LISBON -- Recombinant human leptin appears to normalize many of the hormonal defects associated with hypothalamic amenorrhea, Dr. Christos S. Mantzoros reported at the 12th International Congress of Endocrinology.
The results of this landmark "proof of concept" study of eight women with hypothalamic amenorrhea and six controls suggest that leptin--a hormone secreted by adipocytes that regulates energy homeostasis--might represent a potential novel treatment for a range of neuroendocrine disorders, such as anorexia nervosa, infertility, and exercise-induced bone loss, said Dr. Mantzoros, director of the Human Nutrition Research Unit at Beth Israel Deaconess Medical Center, Boston.
If replicated by a placebo-controlled interventional study now underway in 80 subjects, the use of human recombinant leptin may prove preferable to current infertility treatment using pulsatile gonadotropin-releasing hormone therapy. Leptin is less expensive and better tolerated. It also improves bone density, which gonadotropin-releasing hormone does not.
"We are not at the stage of recommending treatment at this point, but I think that leptin could offer several therapeutic advantages," said Dr. Mantzoros, who is also with Harvard University.
In an open-label, prospective study that was funded by both the National Institutes of Health and Amgen, recombinant methionyl human leptin (r-metHuLeptin) was self-administered subcutaneously by eight otherwise healthy women aged 19-33 years who had secondary amenorrhea for a mean of 5.1 years due to increased exercise or low weight. None had eating disorders. The findings were published during the endocrinology congress (N. Engl. J. Med. 351[10]:987-97, 2004).
The recombinant leptin dosage was 0.08 mg/kg daily, with 40% of the total dose given at 8:00 a.m. and 60% given at 8:00 p.m. to mimic normal diurnal variation. If the patient ovulated, the study was concluded at 2 months. If not, the dose was increased to 0.2 mg/kg daily and continued for another month. Six similar women received no treatment.

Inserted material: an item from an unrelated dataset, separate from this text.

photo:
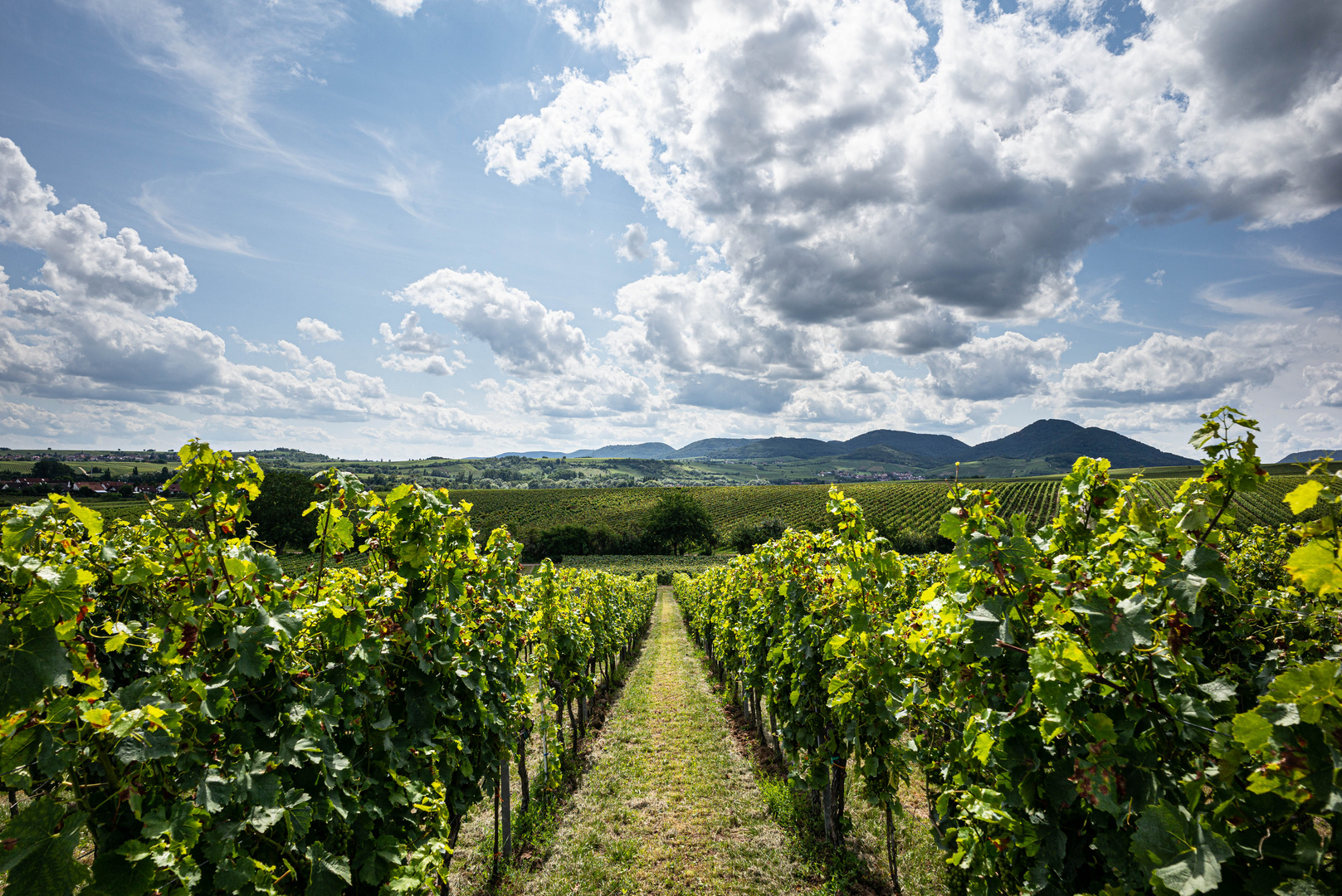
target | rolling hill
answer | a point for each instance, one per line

During a 1-month observation period before treatment, there were no changes in treated subjects or controls in luteinizing hormone, pulsatility, body weight, ovarian variables, or hormone levels. In contrast, mean LH levels and LH pulse frequency increased in the treated subjects after 2 weeks, while maximal follicular diameter, the number of dominant follicles, ovarian volume, and estradiol levels increased over 3 months.
Three patients experienced an ovulatory menstrual cycle, and two others had preovulatory follicular development and withdrawal bleeding during treatment, Dr. Mantzoros reported.
Among other changes in the leptin-treated subjects but not the controls were increases in free triiodothyronine, free thyroxine, and insulin-like growth factor-I. Markers of bone formation (bone alkaline phosphatase and osteocalcin) increased during leptin treatment, while urinary N-telopeptides, a marker of bone resorption, did not.
Total bone density did not change during this short study, he noted.
Body weight decreased slightly in the treated subjects, due mostly to a decrease in body fat. There were no significant changes in cortisol or corticotropin levels during treatment, similar to previous findings. Subjects reported decreased appetite during the third month, but otherwise reported no adverse effects.
In an accompanying editorial, Dr. Rexford S. Ahima said that the decrease in leptin levels during fasting--which mediates the suppression of reproductive, growth, and thyroid hormones, increases glucocorticoids, and stimulates food intake--may have evolved as a defense against starvation, which hypothalamic amenorrhea closely resembles.
According to Dr. Ahima of the University of Pennsylvania, Philadelphia. "Patients with hypothalamic amenorrhea, a disease that was first described in the 1940s and was poorly understood for decades, may finally benefit from a rebirth of investigation leading to rational therapy."